Wednesday, December 16, 2009

Isaiah 12:2-6

[1You will say in that day:
I will give thanks to you, O Lord,
   for though you were angry with me,
your anger turned away,
   and you comforted me.]

2Surely God is my salvation;
   I will trust, and will not be afraid,
for the Lord God is my strength and my might;
   he has become my salvation.

3With joy you will draw water from the wells of salvation. 4And you will say in that day:
Give thanks to the Lord,
   call on his name;
make known his deeds among the nations;
   proclaim that his name is exalted.
5Sing praises to the Lord, for he has done
gloriously;
   let this be known in all the earth.
6Shout aloud and sing for joy, O royal Zion,
   for great in your midst is the Holy One of Israel.

   
I’m not a Hebrew scholar so anything you see me do with it ought to first be discounted and then questioned and questioned again. With that disclaimer I note the word “salvation” and an indication that its root can be read as either causative (to save) or passive (be saved). I am stimulated by the friction between two forms, energized by seeing elemental particles escaping from a collision of words, as well as atoms.

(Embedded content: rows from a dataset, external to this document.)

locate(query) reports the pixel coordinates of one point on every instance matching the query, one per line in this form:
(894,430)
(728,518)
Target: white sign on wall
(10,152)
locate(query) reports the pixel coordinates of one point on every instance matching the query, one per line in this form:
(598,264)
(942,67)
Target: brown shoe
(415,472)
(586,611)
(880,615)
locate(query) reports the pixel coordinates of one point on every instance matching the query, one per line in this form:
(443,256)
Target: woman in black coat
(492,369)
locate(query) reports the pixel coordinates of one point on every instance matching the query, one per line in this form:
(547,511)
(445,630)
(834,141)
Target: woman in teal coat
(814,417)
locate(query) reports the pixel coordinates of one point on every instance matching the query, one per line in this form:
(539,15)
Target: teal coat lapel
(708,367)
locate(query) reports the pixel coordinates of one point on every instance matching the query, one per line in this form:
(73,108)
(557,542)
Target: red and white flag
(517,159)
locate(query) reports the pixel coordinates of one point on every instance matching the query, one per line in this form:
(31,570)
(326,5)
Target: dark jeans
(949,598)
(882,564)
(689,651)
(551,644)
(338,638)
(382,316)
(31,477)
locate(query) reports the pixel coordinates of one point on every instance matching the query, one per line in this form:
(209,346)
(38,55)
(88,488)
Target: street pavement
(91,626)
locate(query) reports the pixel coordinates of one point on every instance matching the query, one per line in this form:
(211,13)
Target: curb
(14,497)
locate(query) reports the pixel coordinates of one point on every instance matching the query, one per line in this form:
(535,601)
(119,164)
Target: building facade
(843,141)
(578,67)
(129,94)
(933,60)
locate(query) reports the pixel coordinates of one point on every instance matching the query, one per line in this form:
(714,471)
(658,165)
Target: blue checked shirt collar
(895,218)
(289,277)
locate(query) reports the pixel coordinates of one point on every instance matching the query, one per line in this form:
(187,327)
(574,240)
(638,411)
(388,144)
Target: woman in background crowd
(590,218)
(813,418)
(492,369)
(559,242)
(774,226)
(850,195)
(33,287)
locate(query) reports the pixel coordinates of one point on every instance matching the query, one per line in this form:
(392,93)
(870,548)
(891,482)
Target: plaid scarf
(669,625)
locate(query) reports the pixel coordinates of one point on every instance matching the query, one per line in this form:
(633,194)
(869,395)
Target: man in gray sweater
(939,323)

Presumably both forms point the action of salvation from G*D (causative) to us (passive). If you are intrigued by turning that model around, you may be interested in Nikos Kazantzakis’ Saviors of God: Spiritual Exercises and Bernstein's Kaddish: Symphony No. 3.

Does a reversal of salvation verbiage bother or energize you? Can Christmas or a “Second Coming” (as if this were not an every moment experience/possibility) be seen anew as “G*D with US” and that withness passing the gift of salvation back and forth?

If I were to write a second time on this passage I might take the translators of the New Revised Standard Version to task for leaving the word “song” out of verse 2. Other translations at least acknowledge a vision of G*D as “strength and song” while the NRSV only has it “strength and might”. This is a case where parallelism is helped by contrast rather than repetition.

If I were to write a third time I would wonder about verse 1 and its absence in the Revised Common Lectionary. It is the compassion, the comfort, that has gone before that sets up the rest of the joy. A case could be made for compassion-less joy being no joy at all. Without compassion, joy is only a lovely word covering forced jollity.

If you were to write about this passage, how would you come at it. There seems to be a variety of perspectives available for every Bible passage. This is why a literal reading is a good place to start, but isn’t a good place to end.